Activation of TRPC6 channels in response to stretch, phospholipase C, or direct application of diacylglycerol, is inhibited by the tarantula peptide, GsMTx-4. (A and B) Inhibition of the hypoosmotic response of TRPC6 by GsMTx-4. (A) Acute addition of 5 μM GsMTx-4 to the activated TRPC6 increases the rate of channel inactivation. Currents are shown at 80 mV. (B) I/V relationship of the currents in A at maximal activation. (C and D) Inhibition by GsMTx-4 of stretch-activated current in CHO cells overexpressing TRPC6. Pressure pulses applied to an inside-out patch (C) did not activate TRPC6 after 2-min exposure to 5 μM GsMTx-4 added to the pipette solution (D). (E) Summary of the stretch-activated currents in inside-out patches from CHO cells overexpressing TRPC6. The bar chart represents control CHO cells, TRPC6-overexpressing cells in the presence of 5 μM GsMTx-4, 20 μM U73122, 40 μM cytochalasin D, and TRPC6 P112Q-overexpressing cells. (F–M) Whole-cell recordings from CHO cells expressing TRPC6 in the absence or presence of 5 μM GsMTx-4 applied 20–40 min before the trace.
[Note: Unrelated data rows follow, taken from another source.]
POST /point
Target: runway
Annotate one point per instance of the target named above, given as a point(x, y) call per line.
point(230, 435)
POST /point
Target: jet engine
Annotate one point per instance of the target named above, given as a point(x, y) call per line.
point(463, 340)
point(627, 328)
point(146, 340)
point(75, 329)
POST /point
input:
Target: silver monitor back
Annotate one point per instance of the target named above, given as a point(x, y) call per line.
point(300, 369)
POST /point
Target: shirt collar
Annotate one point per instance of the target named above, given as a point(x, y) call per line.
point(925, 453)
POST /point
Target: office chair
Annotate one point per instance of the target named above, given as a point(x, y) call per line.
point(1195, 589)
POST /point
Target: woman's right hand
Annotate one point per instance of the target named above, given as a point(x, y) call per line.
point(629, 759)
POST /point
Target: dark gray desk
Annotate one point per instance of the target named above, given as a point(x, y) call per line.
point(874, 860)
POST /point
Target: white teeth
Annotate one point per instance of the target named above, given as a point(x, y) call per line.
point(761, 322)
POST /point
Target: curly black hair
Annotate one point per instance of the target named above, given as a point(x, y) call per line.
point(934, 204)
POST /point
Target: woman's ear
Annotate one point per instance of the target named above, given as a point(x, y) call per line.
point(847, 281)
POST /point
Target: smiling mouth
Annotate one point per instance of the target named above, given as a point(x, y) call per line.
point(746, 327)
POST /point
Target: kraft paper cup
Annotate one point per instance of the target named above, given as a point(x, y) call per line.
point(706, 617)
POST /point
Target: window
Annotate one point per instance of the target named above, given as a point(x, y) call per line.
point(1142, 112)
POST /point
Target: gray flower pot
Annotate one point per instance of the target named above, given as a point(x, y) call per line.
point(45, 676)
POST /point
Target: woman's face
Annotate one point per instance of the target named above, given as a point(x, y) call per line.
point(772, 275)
Time course of TRPC6 activation by the purinergic receptor agonist UTP at −80 (black) and +80 (red) mV (F); UTP-induced TRPC6 activation was inhibited by GsMTx-4, and inhibition was reversed by washout (G); I/V relationship for maximal activation of TRPC6 channels in absence (black) and presence (red) of 5 μM GsMTx4 (H); average peak current at 100 mV in the absence (black) and presence (red) of GsMTx-4 (both cases, n = 3) (I); time-course of TRPC6 activation by 100 μM OAG (J); activation of TRPC6 by OAG is inhibited after incubation with 5 μM GsMTx-4 (K); examples of I/V relationship of maximal OAG-induced TRPC6 channel activation in the absence (black) and presence (red) of 5 μM GsMTx-4 (L); and average peak current at 100 mV in the absence (black) and presence (red,) of GsMTx-4 (n = 3 and 4, respectively) (M).

Fig. 4.

Model of TRPC6 activation by stretch and diacylglycerol and the inhibition of this activation by the tarantula peptide, GsMTx-4. (A) The resting closed state of the channel is depicted with PIP₂ (blue head groups) in the inner leaflet vicinity of the channel. (B) Stretch of the cell membrane causes membrane thinning, inducing exposure and/or conformational change in the TRPC6 channel, resulting in its open state. (C) The GsMTx-4 peptide inserts in the outer membrane leaflet and, by modifying boundary lipids, relieves lipid stress and/or prevents channel exposure resulting in channel closure. (D) Receptor activation of phospholipase C results in cleavage of the large charged IP₃ head group of PIP₂ to produce the small uncharged head group on DAG. (E) The drastic change in lipid geometry on the inner leaflet in the vicinity of the channel creates membrane curvature, resulting in stress and/or exposure of the TRPC6 channel and its opening. (F) As with stretch-activation, the GsMTx-4 peptide inserts in the outer bilayer leaflet and, by modifying channel boundary lipids, relieves lipid stress and/or prevents channel exposure and inhibits channel gating.